帐幕猎猎作响。
郭荣正俯身查看伊州方向的烽燧布防图,一名亲兵匆匆入帐。
抱拳禀道:“大帅,营外来了一骑,自称是高昌方向来的不良人暗桩。”
“带有星标密报,请求面呈大帅。”
郭荣直起身,与刘继业对视一眼。
星标密报,那是苏衡离京西行之前,专门为西域暗线设定的最高等级传讯标识。
苏衡数月前奉天子密旨,以皇家公司西南总领兼不良人大星将双重身份西行。
“传他进来。
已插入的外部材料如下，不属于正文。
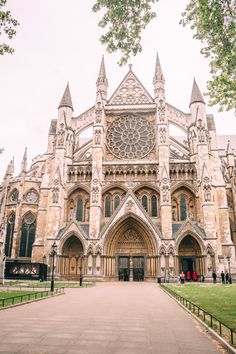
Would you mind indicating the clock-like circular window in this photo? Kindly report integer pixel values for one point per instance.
(130, 137)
”
来者是个三十出头的汉人,穿一身半旧袍服。
满面风沙,嘴唇干裂,显然是一路换马不换人、昼夜兼程赶来的。
他单膝跪地,从贴身处取出一封火漆密信,双手呈上:“属下不良人高昌暗桩王二郎。”
“奉东家之命留守高昌王城,潜伏于伊难珠宰相府邸充作马夫。”
“伊难珠府上的粟特通译,已被我等策反,将朝堂上颉于迦思、伊难珠、大僧统、北庭叶护以及阿厮兰汗的每一句话,逐句译出、抄录在案。”
“此信便是朝议全本,请大帅过目!”
郭荣接过密信,拆开漆封,目光扫过纸面,眸色渐渐沉了下去。
高昌王城金狮大殿那场绝密争执从头到尾没有一句逃过不良人的耳目。
从颉于迦思的死战之志、伊难珠渴望通商,到大僧统忧惧战火、北庭叶护拥兵观望。
再到阿厮兰汗最终定下那备战而不挑衅,通好而不臣服的夹缝存国之策。
一字不漏,尽数呈于案前。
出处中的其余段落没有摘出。